Heat pumps work on two basic thermodynamic principles:
- Heat moves in order to equalize over a space (from a hotter area to a cooler area);
- Pressure affects heat: pressurizing a gas heats it up, and de-pressurizing it cools it.

To run a heat pump as an air conditioner:
- de-pressurize the refrigerant (which cools it below the ambient temperature in your house);
- blow air from your house over coils of pipe containing the refrigerant, which pulls heat out of the air into the refrigerant;
- pressurize the refrigerant (which heats it above the ambient temperature outside);
- blow outside air over coils of pipe containing the refrigerant, which pulls heat out of the refrigrerant into the air.
To run a heat pump to heat your house, you simply reverse the process: pulling heat out of the outside air (even when it’s very cold, so long as the refrigerant is colder), and transferring it to the air inside your house.
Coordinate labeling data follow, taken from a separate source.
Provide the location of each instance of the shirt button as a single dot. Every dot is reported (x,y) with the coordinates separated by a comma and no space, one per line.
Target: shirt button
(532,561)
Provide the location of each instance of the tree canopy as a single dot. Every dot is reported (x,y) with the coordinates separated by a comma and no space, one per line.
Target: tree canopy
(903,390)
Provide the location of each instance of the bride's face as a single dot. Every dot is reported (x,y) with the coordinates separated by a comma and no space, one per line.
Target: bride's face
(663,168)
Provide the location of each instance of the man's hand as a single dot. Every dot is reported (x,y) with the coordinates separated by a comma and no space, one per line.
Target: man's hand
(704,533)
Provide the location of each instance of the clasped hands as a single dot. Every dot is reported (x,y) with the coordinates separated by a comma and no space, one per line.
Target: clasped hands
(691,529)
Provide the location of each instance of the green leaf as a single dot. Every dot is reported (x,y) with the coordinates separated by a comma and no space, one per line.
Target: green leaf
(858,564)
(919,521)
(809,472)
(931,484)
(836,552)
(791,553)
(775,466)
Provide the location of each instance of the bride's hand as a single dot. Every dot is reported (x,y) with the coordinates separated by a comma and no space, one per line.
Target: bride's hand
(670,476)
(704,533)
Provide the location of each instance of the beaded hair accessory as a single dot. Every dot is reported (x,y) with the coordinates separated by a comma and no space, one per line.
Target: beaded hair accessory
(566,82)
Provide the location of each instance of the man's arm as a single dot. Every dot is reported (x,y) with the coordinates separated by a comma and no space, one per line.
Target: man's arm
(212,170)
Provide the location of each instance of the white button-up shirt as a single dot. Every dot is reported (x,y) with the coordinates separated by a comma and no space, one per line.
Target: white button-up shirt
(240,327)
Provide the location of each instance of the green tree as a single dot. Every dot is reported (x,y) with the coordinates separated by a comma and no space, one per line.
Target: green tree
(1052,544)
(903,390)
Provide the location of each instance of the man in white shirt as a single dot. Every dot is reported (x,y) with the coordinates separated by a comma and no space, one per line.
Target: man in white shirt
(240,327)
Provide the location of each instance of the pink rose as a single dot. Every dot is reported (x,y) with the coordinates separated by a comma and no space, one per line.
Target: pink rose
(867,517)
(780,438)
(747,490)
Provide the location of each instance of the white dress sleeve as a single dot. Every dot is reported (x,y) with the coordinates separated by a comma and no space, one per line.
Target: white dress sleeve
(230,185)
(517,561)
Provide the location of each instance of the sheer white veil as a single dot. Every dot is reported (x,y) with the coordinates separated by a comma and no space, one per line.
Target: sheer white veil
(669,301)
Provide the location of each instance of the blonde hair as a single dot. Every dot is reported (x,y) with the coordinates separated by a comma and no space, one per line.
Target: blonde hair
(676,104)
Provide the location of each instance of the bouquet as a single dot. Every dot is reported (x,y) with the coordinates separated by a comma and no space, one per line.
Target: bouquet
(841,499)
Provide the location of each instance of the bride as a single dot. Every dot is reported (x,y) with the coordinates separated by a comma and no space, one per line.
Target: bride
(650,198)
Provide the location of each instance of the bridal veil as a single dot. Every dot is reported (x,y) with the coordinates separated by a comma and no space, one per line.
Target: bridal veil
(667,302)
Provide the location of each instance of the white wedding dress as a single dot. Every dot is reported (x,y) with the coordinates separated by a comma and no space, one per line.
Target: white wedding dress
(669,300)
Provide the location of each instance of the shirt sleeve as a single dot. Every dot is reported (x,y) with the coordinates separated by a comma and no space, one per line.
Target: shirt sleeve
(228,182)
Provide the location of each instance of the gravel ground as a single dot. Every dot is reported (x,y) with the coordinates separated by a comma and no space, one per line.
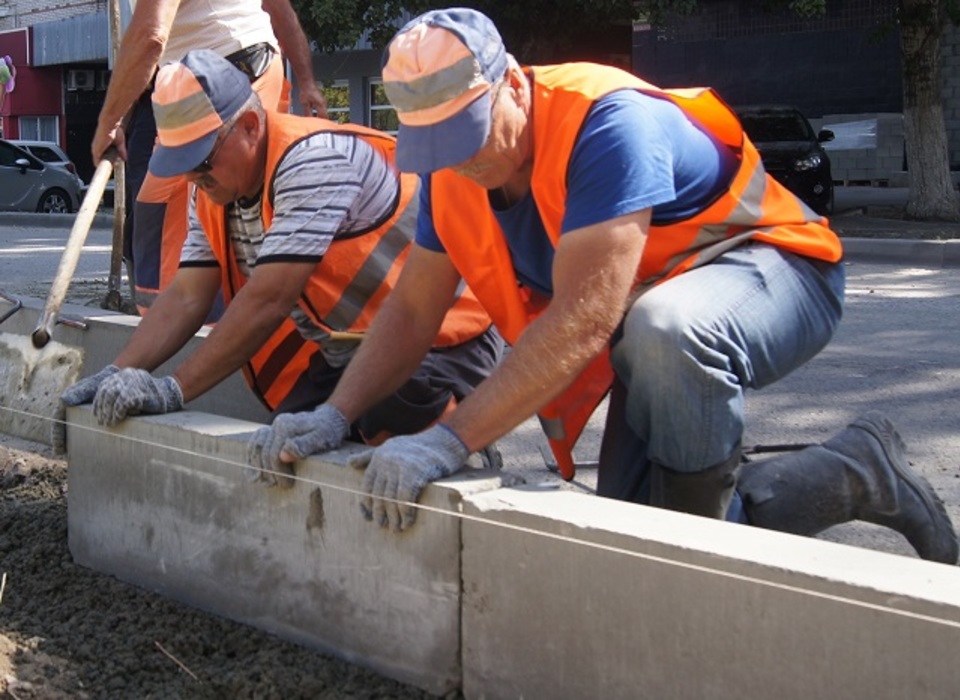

A heat pump is an entirely electric system, which in Seattle is 100% green since the city’s electricity supply is mostly hydroelectric. So every conversion from oil-heat to a heat pump is a 100% reduction in GHG emissions. Plus it’s more energy efficient, cheaper to run, and gives you air conditioning nearly for free.
Here are the policy elements of the proposed ordinance:
- It would impose a heating oil tax of $.236 per gallon on vendors of heating oil. If the vendors choose to pass the tax on to their customers, then they must list it as a separate line-item on the bill.
- The tax is expected to generate around $8.2 million in revenues through 2028, given predictions for conversion of existing oil-heat furnaces.
- The revenues would be used to fund conversions from oil-heat to heat pumps, for outreach, and for workforce retraining so that people in the heating-oil industry can reskill for installing and maintaining heat pumps.
- Conversion for low-income households would be prioritized: the program would pay 100% of the costs for up to 1,000 low-income households.
- The existing rebate program for heat pumps, which is available to non-low-income households, would also be expanded to 1,700 additional homes.
- Once converted, the low-income households would qualify for weatherization services and for utility discounts for the electricity used to run the heat pumps.
- In addition, the ordinance requests city departments to plan a program that would require all existing heating-oil tanks to be either decommissioned or replaced with a modern tank by 2028.
As you can imagine, the proposal received a warm reception in its first discussion with Council members as there is plenty of upside and very little downside. The most pain would be felt by existing heating-oil companies, but if the city’s projections are to believed there will be almost no oil-heat furnaces in ten years anyway; at least with this bill, funding becomes available to retrain those workers so they can gracefully transition out of the business.
Council member O’Brien, who chairs the committee that the bill is moving through, said last Friday that it would return for a second hearing in September.
I don’t know where the Mayor got her oil heat info, but I just looked at the tax details of my home in Magnolia and found that KC thinks I have oil heat. It was gas when I bought it in 1995. I have asked them about an update. Also, when considering a change which requires an outside unit, the City has pretty strict noise requirements. I found this out when I briefly looked at a duct based cooling unit earlier this year.
As always, the devil is in the details.
Did they talk about Heat pump installation costs? So far I’ve been given two quotes of $19,000+ including city tax and the rebate for a 950 sq. ft. home. How many of the 18,000 oil users can afford that? My home cost about $800 a year to heat with oil. I’m told that the cost to run gas is the same as a heat pump. From an $ point of view, oil users will probably chose gas if forced to switch.
They didn’t talk about heat pump costs. I would assume costs will go down somewhat as volume goes up.
The city won’t be paying for (or providing rebates for) switches to gas — it will be only to electric. They are trying to get people off fossil fuels.